Muddy puddles form during heavy or prolonged summer rain along roadsides and in bare-ground fields. They reflect the sky and surrounding vegetation, and are rippled by the wind. And although they are of no concern to most of us, some puddles are interesting because they are the site of various interesting animal activities.
Several kinds of critters come to the puddles to drink, as their tracks in the mud testify. Some more recognizable foot prints around small pools of rainwater in fields and along roadsides are made by raccoons with their five long toes on each foot, the tracks of opossums that have a thumb-like toe on each back foot and the two-toed prints of white-tailed deer.
Long, meandering marks in the mud were made by earthworms that came to the surface of the soil at night when they are protected by darkness. Because they would die if they were to dry, rain brings them out of the ground to look for mates for breeding. Then they descend into the soil to avoid the drying sunlight, and hungry birds and other animals the next day.
A variety of small birds drink and bathe in many rain puddles. One can see their four-toed tracks, three toes in front and one in back, in the mud around those small pools. Each bird dips its head into the water, flutters its wings and splashes the water about.
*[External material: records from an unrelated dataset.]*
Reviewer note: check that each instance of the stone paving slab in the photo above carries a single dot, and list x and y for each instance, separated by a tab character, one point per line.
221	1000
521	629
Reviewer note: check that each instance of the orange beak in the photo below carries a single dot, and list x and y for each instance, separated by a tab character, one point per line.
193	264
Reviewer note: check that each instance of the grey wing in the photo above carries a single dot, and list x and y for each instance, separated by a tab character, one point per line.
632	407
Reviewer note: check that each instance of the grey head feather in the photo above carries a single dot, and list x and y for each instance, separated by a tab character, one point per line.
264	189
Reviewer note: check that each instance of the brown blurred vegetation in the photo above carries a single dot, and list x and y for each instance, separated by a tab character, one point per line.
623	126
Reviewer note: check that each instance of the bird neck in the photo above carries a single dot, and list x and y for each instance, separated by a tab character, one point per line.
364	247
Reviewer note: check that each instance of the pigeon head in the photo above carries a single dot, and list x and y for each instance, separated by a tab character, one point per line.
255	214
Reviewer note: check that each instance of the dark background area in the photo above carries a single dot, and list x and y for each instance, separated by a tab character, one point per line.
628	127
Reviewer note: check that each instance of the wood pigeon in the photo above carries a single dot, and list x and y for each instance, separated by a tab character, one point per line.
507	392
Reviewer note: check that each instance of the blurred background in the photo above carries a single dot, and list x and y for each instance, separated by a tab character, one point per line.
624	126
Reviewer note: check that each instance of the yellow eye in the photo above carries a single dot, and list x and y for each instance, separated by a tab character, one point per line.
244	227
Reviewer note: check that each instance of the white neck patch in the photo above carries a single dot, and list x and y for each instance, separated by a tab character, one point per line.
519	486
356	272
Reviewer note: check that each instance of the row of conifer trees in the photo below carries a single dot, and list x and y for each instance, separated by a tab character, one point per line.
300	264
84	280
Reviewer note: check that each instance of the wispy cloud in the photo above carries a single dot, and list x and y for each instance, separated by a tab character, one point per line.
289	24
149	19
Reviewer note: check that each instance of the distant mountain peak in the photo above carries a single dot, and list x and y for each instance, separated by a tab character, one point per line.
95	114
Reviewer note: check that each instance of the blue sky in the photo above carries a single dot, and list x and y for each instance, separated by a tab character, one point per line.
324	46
After bathing, the birds leave the tiny pool and preen their feathers, aligning them so they will insulate the birds and allow them to fly.
Certain adaptable creatures, including American toads, box turtles, raccoons, opossums, purple grackles, American robins, American crows and European starlings eat earthworms and other hapless invertebrates that drowned in the little pools. All these animals leave tracks in the mud as proof they were there. And one can read those tracks to understand what those critters were doing.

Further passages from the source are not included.